Enquanto isso, observa-se a negligência com alimentos-chave para os brasileiros, que, a continuar essa tendência, é possível que tenham que dar adeus à famosa dupla arroz com feijão, cultivos que fazem parte da base da alimentação da população, principalmente dos segmentos sociais em situação de vulnerabilidade.

Esses números são reflexo do baixo investimento em toda a cadeia produtiva e na formação de mercados destes cultivos estratégicos para a segurança alimentar da população.

O aumento limitado da produtividade resulta de menores investimentos públicos em tecnologia produtiva e assistência técnica aos produtores. A agricultura familiar é a tradicional produtora de arroz, feijão e mandioca, mas vem, ao longo deste período, perdendo participação relativa da sua produção, e em anos mais recentes, viu as políticas públicas que a apoiava serem desmontadas.
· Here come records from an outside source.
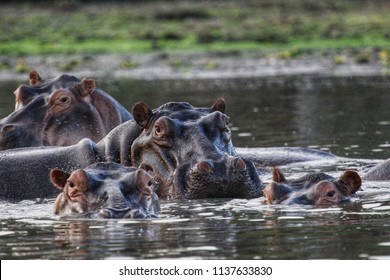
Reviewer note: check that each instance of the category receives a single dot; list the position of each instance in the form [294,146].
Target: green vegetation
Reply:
[289,26]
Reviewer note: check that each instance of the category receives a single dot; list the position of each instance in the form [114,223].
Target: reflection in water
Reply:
[328,114]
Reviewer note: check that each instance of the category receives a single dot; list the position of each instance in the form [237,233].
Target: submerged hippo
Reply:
[190,152]
[106,190]
[59,112]
[312,189]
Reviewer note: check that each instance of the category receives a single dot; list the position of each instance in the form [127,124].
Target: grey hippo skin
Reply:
[312,189]
[24,173]
[59,112]
[190,152]
[105,190]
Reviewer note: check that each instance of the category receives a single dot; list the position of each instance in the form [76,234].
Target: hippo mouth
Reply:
[214,180]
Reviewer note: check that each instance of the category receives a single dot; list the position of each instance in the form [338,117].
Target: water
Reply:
[346,116]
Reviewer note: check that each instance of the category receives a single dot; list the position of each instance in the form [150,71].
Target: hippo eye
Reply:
[330,194]
[64,99]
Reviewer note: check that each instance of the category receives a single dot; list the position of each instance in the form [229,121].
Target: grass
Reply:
[69,27]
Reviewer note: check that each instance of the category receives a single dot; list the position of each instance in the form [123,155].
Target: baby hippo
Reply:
[312,189]
[105,190]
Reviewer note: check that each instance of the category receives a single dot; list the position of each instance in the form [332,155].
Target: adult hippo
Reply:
[59,112]
[187,149]
[312,189]
[105,190]
[190,152]
[61,118]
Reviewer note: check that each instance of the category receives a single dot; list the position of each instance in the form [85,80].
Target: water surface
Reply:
[346,116]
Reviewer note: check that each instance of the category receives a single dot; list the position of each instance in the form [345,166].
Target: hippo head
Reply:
[71,116]
[59,118]
[312,189]
[106,190]
[190,152]
[25,94]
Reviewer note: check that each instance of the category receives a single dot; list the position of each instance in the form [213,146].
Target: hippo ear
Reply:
[58,178]
[278,176]
[87,86]
[141,114]
[351,180]
[34,77]
[219,105]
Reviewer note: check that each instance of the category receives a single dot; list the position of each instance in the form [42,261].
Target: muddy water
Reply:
[346,116]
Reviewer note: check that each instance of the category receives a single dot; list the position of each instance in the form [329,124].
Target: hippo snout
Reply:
[236,165]
[230,177]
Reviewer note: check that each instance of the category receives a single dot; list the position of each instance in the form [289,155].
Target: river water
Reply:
[347,116]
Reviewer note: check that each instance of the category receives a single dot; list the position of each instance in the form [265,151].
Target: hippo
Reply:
[312,189]
[190,153]
[24,172]
[72,111]
[105,190]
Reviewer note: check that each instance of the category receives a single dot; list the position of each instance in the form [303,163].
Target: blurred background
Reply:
[290,27]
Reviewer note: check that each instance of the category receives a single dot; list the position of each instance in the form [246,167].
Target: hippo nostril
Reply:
[204,167]
[239,164]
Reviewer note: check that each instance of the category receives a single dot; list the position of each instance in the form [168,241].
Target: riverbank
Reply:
[197,65]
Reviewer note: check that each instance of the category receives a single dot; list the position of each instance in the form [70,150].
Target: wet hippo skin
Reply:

O volume constante, apesar do aumento populacional, indica falhas em investimentos em infraestrutura logística, créditos e expansão de mercados. Também revela o peso da transição alimentar que tem determinado mudanças de hábitos da população, em geral trocando produtos saudáveis e in natura por alimentos ultraprocessados.

O Brasil se depara atualmente, de forma cotidiana, com o paradoxo de ver estampadas nos jornais três manchetes: recorde de produção de grãos, recorde de fome e recorde de desmatamento.

Não são de fenômenos isolados, são faces de um mesmo modelo hegemônico de produção e consumo de alimentos que privilegia as commodities e negligencia a comida dos brasileiros; que privilegia os interesses econômicos do agronegócio e se sobrepõe aos interesses na soberania e segurança alimentar e nutricional do país, levando a distorções sociais e ambientais relevantes.

Neste caso, além de desprezar a nossa cultura, a justiça social, a garantia ao direito humano à alimentação adequada e a soberania alimentar do país, trata-se de um erro de modelo econômico que despreza um poderoso mercado interno de 213 milhões de brasileiros e opta por um lugar atrasado, subserviente no cenário internacional e insustentável do ponto de vista social e ambiental.